(Adnkronos) – Il calendario che si riavvolge al 24 febbraio, la sveglia che arriva dal suono delle esplosioni, la ”valigia dell’ansia” pronta con documenti e soldi, la corsa giù per le scale per raggiungere il rifugio più vicino. Ma quello che è cambiato, rispetto a sette mesi e mezzo fa a Kiev, è che la paura ha lasciato il posto alla rabbia. Lo racconta ad Adnkronos Iryna Guley, reporter ucraina del canale televisivo 1+1, al riparo in un rifugio di Kiev riservato ai giornalisti e dove da questa mattina si trova insieme a un centinaio di persone. ”Non abbiamo paura – dice – sto abbastanza bene. Ho sentito diverse esplosioni oggi, hanno colpito il centro della città, vicino all’università dove ho studiato. Hanno colpito i musei dove sono conservati quadri preziosi, il parco giochi, il centro della città. Ho visto i crateri nelle strade, enormi buchi nel parco più famoso della capitale”. Danni, che ”non sappiamo ancora valutare”, causati da missili lanciati da Mosca in quella che sembra essere una rappresaglia per l’attacco al ponte di Kerch in Crimea. ”Sì, sembrerebbe una rappresaglia.
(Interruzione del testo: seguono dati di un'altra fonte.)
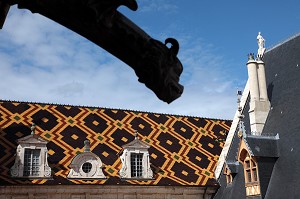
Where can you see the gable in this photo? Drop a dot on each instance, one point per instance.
(185, 149)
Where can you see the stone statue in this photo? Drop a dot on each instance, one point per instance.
(261, 46)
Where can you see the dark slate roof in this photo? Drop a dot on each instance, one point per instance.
(185, 150)
(263, 146)
(279, 177)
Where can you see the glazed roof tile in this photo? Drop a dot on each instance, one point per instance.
(185, 149)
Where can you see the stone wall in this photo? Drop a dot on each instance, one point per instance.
(104, 192)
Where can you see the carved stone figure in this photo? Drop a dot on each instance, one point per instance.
(156, 65)
(261, 46)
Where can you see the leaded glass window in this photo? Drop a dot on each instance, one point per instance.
(31, 162)
(136, 164)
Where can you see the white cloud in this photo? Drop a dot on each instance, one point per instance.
(166, 6)
(44, 62)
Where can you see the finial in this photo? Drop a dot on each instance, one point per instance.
(251, 56)
(261, 46)
(87, 146)
(136, 135)
(239, 95)
(33, 126)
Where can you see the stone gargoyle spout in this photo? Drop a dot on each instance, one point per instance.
(156, 65)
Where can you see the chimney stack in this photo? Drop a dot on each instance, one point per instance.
(259, 102)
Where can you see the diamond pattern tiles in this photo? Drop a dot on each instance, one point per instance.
(184, 150)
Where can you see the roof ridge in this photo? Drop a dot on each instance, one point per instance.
(282, 42)
(120, 109)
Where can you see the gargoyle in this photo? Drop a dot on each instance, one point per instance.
(156, 65)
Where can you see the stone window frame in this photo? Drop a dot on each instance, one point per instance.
(86, 165)
(135, 147)
(250, 167)
(228, 175)
(32, 162)
(136, 164)
(35, 143)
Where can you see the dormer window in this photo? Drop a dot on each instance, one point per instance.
(136, 165)
(249, 163)
(86, 165)
(228, 175)
(135, 161)
(250, 168)
(32, 162)
(31, 158)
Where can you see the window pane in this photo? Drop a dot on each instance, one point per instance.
(31, 162)
(248, 173)
(254, 175)
(87, 167)
(247, 164)
(136, 164)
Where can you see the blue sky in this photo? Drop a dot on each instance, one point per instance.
(42, 61)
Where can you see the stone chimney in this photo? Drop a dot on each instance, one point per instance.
(259, 102)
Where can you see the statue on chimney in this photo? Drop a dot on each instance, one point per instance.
(261, 46)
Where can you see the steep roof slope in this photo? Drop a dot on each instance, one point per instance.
(282, 65)
(184, 150)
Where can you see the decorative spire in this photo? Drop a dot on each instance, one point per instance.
(87, 146)
(136, 134)
(241, 132)
(251, 57)
(261, 46)
(33, 126)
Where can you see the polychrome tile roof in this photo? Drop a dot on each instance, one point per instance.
(183, 149)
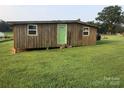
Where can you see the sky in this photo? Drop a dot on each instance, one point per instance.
(50, 12)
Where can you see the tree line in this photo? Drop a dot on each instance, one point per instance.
(110, 20)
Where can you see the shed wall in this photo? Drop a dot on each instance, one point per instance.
(47, 36)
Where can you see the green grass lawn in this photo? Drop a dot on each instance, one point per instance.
(101, 65)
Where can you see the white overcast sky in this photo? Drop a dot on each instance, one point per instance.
(50, 12)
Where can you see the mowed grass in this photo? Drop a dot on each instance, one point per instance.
(100, 65)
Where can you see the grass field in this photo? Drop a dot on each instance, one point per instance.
(101, 65)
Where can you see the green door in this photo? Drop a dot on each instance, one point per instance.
(62, 34)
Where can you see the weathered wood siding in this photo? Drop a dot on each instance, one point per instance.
(47, 36)
(91, 39)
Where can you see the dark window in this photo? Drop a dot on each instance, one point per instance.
(32, 30)
(85, 33)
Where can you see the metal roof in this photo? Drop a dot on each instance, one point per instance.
(49, 22)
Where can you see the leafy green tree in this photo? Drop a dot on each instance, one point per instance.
(111, 16)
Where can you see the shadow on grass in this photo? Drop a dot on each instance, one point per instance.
(104, 42)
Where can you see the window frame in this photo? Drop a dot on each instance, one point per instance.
(86, 31)
(32, 30)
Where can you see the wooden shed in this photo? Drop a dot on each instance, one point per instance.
(48, 34)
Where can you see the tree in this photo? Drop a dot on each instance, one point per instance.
(111, 16)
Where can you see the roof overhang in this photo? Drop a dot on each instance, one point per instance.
(50, 22)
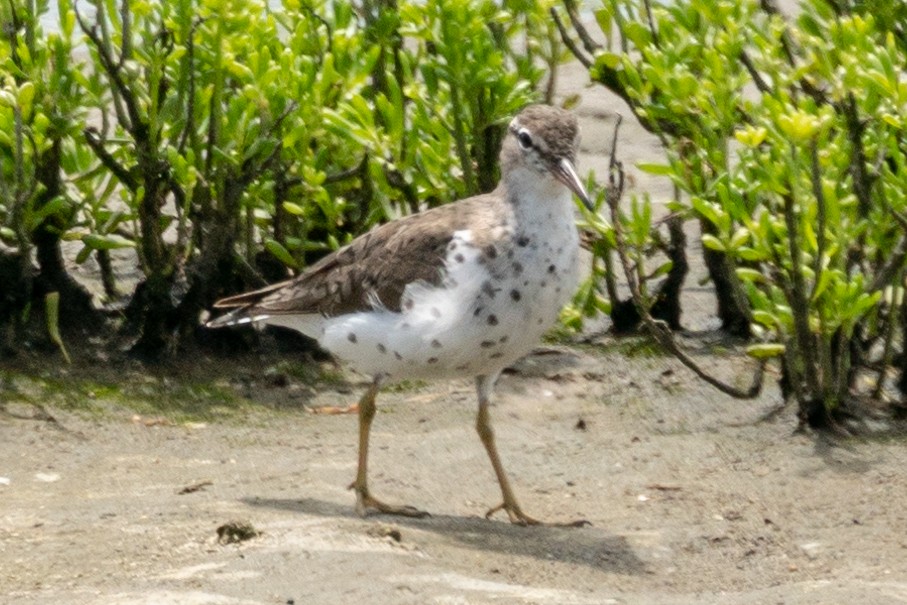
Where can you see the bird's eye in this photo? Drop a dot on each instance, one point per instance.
(524, 138)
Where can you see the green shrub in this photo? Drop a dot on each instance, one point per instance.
(785, 140)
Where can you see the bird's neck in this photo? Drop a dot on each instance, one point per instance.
(536, 199)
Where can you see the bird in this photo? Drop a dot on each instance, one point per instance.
(460, 290)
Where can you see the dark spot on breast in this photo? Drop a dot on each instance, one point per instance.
(488, 289)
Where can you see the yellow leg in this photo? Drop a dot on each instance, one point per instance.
(364, 500)
(509, 505)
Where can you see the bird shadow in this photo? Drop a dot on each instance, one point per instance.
(588, 546)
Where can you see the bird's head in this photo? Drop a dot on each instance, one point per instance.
(544, 140)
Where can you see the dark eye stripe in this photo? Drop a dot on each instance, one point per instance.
(525, 139)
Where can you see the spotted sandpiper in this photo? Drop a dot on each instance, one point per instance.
(462, 290)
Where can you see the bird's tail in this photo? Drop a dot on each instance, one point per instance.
(236, 317)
Ma in realtà non dipende da questo – afferma Guley -. E’ in realtà l’espressione di un’agonia, di chi decide di compiere atti terroristi contro i civili perché sul fronte non riesce ad andare avanti, a respingere la controffensiva ucraina”.
In un altro rifugio, sempre a Kiev, si trova sua mamma, che nei mesi scorsi Iryna aveva portato da Odessa alla capitale per garantirle maggiore sicurezza. ”Mia mamma sta in un altro rifugio a Kiev, sta bene. Con lei ci sono decine di persone. Mio padre è rimasto a Odessa, sta bene anche lui anche se hanno bombardato anche lì”, spiega. ”Nelle metropolitane, che oggi si sono trasformate in rifugi, c’è gente che canta e che suona l’inno di Kiev, l’inno dell’Ucraina”, aggiunge. Iryna è tornata a Kiev dopo che la situazione nella capitale si era stabilizzata. Dopo il primo attacco del 24 febbraio, dopo i missili delle 5.30 sulla capitale, era stata trasferita dal direttore del canale 1+1 in una località segreta, dove ha vissuto mesi in clandestinità per permettere alla sua emittente di continuare a trasmettere 24 ore su 24.
”La sensazione di oggi è diversa rispetto a quella del 24 febbraio, quando ero spaventata e disorientata, non sapevo cosa fare. Uguali, invece, sono state le mie azioni. Ho preso la borsa di sicurezza, i documenti, i soldi. Oggi, a differenza di allora, so esattamente cosa fare e dove andare”, spiega. E oggi, a differenza di sette mesi fa, ”non sento paura, sento solo la rabbia”. Rabbia per gli attacchi russi, ma anche per ”quel mondo moderno che permette a un pazzo di fare quello che vuole, mentre dovrebbe andare in prigione o morire”. La giornalista ucraina, originaria di un piccolo villaggio che era filo-russo vicino a Odessa, non nomina mai direttamente il presidente russo Vladimir Putin. ”Come fa, il mondo moderno, a dire di non voler parlare con un uomo che è un assassino, uno stupratore, un ladro? Con i pazzi non si parla. Quali rapporti si possono avere?”, si chiede. ”Per noi è una questione di sopravvivenza, per lui una questione di ambizione. Non si fermerà mai fino a quando il popolo ucraino non sarà distrutto o annesso completamente alla Russia. Per questo va fermato”, conclude.